We show for the first time that the GLP‐1 receptor agonist exenatide increases amylase levels within hours after treatment initiation. The exact mechanisms by which exenatide increased amylase cannot be concluded from the present study; however, increased plasma pancreatic enzyme levels can be caused by acinar secretion or leakage. Because in vitro data show that GLP‐1 induces amylase secretion 3, it is likely that the increase in amylase in the present study was caused by augmented secretion. Also, in case of acute cellular damage with exenatide‐infusion, a combined increase in amylase and lipase would be expected 7, arguing against damage in the present study.

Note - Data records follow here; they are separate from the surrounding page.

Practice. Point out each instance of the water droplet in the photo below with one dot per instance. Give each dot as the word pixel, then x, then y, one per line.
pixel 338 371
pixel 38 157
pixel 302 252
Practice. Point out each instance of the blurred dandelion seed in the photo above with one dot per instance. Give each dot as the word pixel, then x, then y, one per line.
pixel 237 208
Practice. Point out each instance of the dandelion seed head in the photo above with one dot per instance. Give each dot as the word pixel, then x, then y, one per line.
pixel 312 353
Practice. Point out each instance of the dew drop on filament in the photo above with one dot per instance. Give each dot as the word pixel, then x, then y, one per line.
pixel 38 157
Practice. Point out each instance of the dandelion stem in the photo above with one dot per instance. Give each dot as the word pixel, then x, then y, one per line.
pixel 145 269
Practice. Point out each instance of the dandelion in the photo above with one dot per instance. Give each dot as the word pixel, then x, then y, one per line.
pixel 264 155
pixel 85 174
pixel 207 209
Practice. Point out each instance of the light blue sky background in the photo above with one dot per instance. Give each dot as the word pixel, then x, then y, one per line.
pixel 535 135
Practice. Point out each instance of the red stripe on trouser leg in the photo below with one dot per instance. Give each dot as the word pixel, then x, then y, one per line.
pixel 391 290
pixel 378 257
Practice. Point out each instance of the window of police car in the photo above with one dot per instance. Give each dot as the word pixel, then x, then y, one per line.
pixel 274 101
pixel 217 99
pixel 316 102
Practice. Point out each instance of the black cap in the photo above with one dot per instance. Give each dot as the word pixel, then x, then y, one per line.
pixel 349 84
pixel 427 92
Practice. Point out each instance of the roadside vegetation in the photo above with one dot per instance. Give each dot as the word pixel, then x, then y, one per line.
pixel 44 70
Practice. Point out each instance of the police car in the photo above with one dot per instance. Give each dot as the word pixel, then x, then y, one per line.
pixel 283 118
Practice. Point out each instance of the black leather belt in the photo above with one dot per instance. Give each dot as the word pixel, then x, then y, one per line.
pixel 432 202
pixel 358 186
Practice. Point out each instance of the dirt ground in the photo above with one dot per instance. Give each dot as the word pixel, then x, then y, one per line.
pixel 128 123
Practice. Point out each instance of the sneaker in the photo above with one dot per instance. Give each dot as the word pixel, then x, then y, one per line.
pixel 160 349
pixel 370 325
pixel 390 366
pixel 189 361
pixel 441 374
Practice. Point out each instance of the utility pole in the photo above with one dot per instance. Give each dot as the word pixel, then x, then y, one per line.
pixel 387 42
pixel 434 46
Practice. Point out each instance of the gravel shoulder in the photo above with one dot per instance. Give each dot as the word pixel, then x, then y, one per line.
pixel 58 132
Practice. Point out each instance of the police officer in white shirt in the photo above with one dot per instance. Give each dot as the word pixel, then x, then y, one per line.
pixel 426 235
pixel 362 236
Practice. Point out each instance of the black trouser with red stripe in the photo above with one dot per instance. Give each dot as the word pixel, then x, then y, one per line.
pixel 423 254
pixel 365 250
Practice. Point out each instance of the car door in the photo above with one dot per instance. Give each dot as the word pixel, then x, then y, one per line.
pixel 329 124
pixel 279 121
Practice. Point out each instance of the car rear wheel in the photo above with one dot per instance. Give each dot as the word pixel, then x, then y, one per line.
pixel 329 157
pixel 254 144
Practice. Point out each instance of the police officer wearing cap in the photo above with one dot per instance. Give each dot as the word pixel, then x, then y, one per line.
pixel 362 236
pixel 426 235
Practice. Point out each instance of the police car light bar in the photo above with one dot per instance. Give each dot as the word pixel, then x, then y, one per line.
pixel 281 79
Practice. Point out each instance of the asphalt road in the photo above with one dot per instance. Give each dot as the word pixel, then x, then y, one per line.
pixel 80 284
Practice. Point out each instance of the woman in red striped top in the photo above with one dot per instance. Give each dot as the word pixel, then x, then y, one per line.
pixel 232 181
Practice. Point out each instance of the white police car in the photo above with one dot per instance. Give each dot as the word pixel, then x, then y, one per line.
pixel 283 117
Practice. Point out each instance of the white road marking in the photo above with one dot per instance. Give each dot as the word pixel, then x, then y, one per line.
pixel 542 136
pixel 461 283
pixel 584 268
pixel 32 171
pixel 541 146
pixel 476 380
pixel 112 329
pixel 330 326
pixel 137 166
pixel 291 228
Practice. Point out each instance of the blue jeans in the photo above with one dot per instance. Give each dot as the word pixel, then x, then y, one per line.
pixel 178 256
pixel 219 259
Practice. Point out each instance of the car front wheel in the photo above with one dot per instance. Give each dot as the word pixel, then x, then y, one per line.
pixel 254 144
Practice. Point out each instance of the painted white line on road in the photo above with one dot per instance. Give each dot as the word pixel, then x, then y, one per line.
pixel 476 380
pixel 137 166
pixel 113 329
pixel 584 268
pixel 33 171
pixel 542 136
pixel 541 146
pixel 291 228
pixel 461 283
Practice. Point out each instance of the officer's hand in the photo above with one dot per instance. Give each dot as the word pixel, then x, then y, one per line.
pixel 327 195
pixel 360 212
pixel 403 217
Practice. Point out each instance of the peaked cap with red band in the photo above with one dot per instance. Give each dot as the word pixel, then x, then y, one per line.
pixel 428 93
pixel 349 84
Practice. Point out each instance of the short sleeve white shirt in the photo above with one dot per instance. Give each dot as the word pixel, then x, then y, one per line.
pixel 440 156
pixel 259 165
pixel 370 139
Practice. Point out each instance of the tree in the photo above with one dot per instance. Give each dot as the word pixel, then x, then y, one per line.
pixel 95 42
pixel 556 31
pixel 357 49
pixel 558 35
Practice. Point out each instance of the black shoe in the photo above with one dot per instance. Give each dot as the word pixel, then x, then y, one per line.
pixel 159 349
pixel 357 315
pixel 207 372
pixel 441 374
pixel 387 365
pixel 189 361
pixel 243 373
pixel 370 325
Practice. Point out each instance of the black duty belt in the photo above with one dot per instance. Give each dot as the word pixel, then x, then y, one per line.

An initial decrease in both lipase and amylase levels was observed. This could be explained by circadian rhythm, because the baseline measurement and the first intervention measurement were separated by 3 h. Intraday variability has been shown in a canine study 8, and importantly, is not affected by feeding status. The fact that meal ingestion, and release of endogenous GLP‐1, has no effect on pancreatic plasma enzymes underlines our findings and those of Sonne et al. 4. However, the exenatide‐induced increase in amylase occurred after the test meal. Whether this increase would have occurred without a test‐meal remains speculative, although levels tended to rise before meal ingestion. Further studies are needed to determine the clinical relevance of these modest pancreatic enzyme elevations, and whether these increases are modulated by food intake.

Funding sources

This research received funding from the European Community's Seventh Framework Programme (FP7/2007‐2013) under grant agreement no. 282521: the SAFEGUARD project.

Competing interests

Before her death on 9 April 2014, M. Diamant received research grants from Abbott, AstraZeneca, Boehringer Ingelheim, Bristol‐Myers Squibb, Eli Lilly, Medtronic, Merck Sharp & Dohme, Novo Nordisk and Sanofi. Through M.H.H. Kramer, the VU University Medical Center received research grants from AstraZeneca, Boehringer Ingelheim, Novo Nordisk and Sanofi. Dr van Raalte received research funding from AstraZeneca. The remaining authors have no competing interests to declare.